De Raad heeft vastgesteld dat de mededeling van het college aan appellant, dat de arbeidsverplichtingen voor hem gelden, moet worden gekwalificeerd als een impliciete weigering om hem tijdelijk ontheffing te verlenen. De Raad oordeelde dat het college zich mocht baseren op het advies van de GGD-arts, dat voldeed aan de eisen van zorgvuldigheid. De Raad concludeerde dat er geen aanvullende medische informatie was die de arbeidsongeschiktheid van appellant kon onderbouwen. Daarom werd het hoger beroep afgewezen en de eerdere uitspraak van de rechtbank bevestigd.

De uitspraak benadrukt de rol van medisch advies in de beoordeling van arbeidsverplichtingen onder de WWB en de noodzaak voor appellanten om voldoende medische onderbouwing te leveren voor hun verzoeken om ontheffing.

Uitspraak

14/184 WWB
Datum uitspraak: 28 juli 2015
Centrale Raad van Beroep
Meervoudige kamer
Uitspraak op het hoger beroep tegen de uitspraak van de rechtbank Noord-Holland van 29 november 2013, 13/1504 (aangevallen uitspraak)
Partijen:
[appellant] te [woonplaats] (appellant)
het college van burgemeester en wethouders van Haarlem (college)
PROCESVERLOOP
Namens appellant heeft mr. I. Epe, advocaat, hoger beroep ingesteld.
Het college heeft een verweerschrift ingediend.
Het onderzoek ter zitting heeft plaatsgevonden op 16 juni 2015. Appellant is verschenen, bijgestaan door mr. J. Kluivers, kantoorgenoot van mr. Epe.
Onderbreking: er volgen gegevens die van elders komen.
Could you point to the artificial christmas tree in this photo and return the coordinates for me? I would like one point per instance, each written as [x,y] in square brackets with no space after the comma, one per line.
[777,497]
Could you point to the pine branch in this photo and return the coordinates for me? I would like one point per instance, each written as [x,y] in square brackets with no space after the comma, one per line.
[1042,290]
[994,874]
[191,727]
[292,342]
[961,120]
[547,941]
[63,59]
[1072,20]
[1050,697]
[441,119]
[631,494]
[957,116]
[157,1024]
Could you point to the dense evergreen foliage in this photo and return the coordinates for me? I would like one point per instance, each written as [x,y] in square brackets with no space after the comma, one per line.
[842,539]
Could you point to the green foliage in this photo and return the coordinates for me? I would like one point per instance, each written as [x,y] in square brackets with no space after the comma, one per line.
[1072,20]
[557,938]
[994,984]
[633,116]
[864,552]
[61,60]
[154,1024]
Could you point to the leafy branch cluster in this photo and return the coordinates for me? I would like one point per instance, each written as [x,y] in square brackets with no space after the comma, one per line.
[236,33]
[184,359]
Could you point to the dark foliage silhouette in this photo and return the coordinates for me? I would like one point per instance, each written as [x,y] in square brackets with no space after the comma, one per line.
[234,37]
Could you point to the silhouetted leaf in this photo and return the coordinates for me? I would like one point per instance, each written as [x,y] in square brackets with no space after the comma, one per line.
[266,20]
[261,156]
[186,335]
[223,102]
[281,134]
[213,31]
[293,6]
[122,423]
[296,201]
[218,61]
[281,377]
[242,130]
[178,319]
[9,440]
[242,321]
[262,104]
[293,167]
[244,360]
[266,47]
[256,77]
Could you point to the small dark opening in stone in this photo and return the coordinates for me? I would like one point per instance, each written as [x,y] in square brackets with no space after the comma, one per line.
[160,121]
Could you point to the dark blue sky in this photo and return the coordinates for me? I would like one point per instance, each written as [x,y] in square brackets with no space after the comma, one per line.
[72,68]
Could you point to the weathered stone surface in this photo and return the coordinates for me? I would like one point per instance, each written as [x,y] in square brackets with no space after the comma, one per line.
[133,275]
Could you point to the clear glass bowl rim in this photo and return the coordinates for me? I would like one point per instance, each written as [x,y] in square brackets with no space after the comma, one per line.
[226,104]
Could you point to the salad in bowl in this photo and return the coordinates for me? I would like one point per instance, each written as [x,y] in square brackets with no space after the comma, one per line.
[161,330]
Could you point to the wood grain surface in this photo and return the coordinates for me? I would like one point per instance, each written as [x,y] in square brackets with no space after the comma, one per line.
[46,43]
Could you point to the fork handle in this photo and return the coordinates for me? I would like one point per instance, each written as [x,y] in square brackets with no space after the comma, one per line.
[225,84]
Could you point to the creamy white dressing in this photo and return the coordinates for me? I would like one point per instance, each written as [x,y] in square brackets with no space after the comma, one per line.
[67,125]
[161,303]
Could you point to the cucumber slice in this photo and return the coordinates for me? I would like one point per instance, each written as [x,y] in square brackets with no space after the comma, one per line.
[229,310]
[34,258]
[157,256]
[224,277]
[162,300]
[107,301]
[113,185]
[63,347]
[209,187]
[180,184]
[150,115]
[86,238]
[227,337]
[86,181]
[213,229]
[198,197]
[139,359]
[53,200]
Het college heeft zich laten vertegenwoordigen door T.A. van den Hoff.

OVERWEGINGEN

1. De Raad gaat uit van de volgende in dit geding van belang zijnde feiten en omstandigheden.
1.1.
Bij besluit van 8 januari 2008 heeft het college aan appellant bijstand op grond van de Wet werk en bijstand (WWB) naar de norm voor een alleenstaande toegekend.
1.2.
In een advies van 15 mei 2009 heeft L. Kwast, arts Indicatie en Advies van de GGD Kennemerland (GGD-arts), appellant tijdelijk gedeeltelijk arbeidsgeschikt geacht vanwege zijn schouderklachten.
1.3.
Bij brief van 10 augustus 2011 heeft appellant verzocht om vrijstelling van zijn arbeidsverplichtingen vanwege verergering van zijn schouderklachten. Op verzoek van het college heeft de GGD-arts opnieuw een onderzoek ingesteld naar de arbeidsgeschiktheid van appellant. Volgens het door de GGD-arts op 4 januari 2012 uitgebrachte advies is appellant volledig arbeidsgeschikt. Appellant heeft klachten van zijn schouders waarvoor geen duidelijke lichamelijke oorzaak is aan te wijzen. Ook heeft appellant psychische klachten, waarvoor hij niet gericht wordt behandeld. De lichamelijke en psychische klachten lijken elkaar in stand te houden en elkaar wellicht te versterken. Een psychologische behandeling zou de situatie waarschijnlijk kunnen doorbreken. De arts concludeert dat er vanuit medisch oogpunt geen duidelijke redenen zijn waarom appellant niet zou kunnen werken. Appellant heeft gezien zijn psychische klachten en de lange duur van de klachten wel gerichte begeleiding nodig bij het vinden van passend werk.
1.4.
Bij besluit van 3 februari 2012, na bezwaar gehandhaafd bij besluit van 5 februari 2013 (bestreden besluit), heeft het college aan appellant meegedeeld dat de arbeidsverplichtingen van artikel 9, eerste lid, van de WWB voor hem gelden.
2. Bij de aangevallen uitspraak heeft de rechtbank het beroep tegen het bestreden besluit ongegrond verklaard.
3. Appellant heeft zich in hoger beroep op de hierna te bespreken gronden tegen de aangevallen uitspraak gekeerd.
4. De Raad komt tot de volgende beoordeling.
4.1.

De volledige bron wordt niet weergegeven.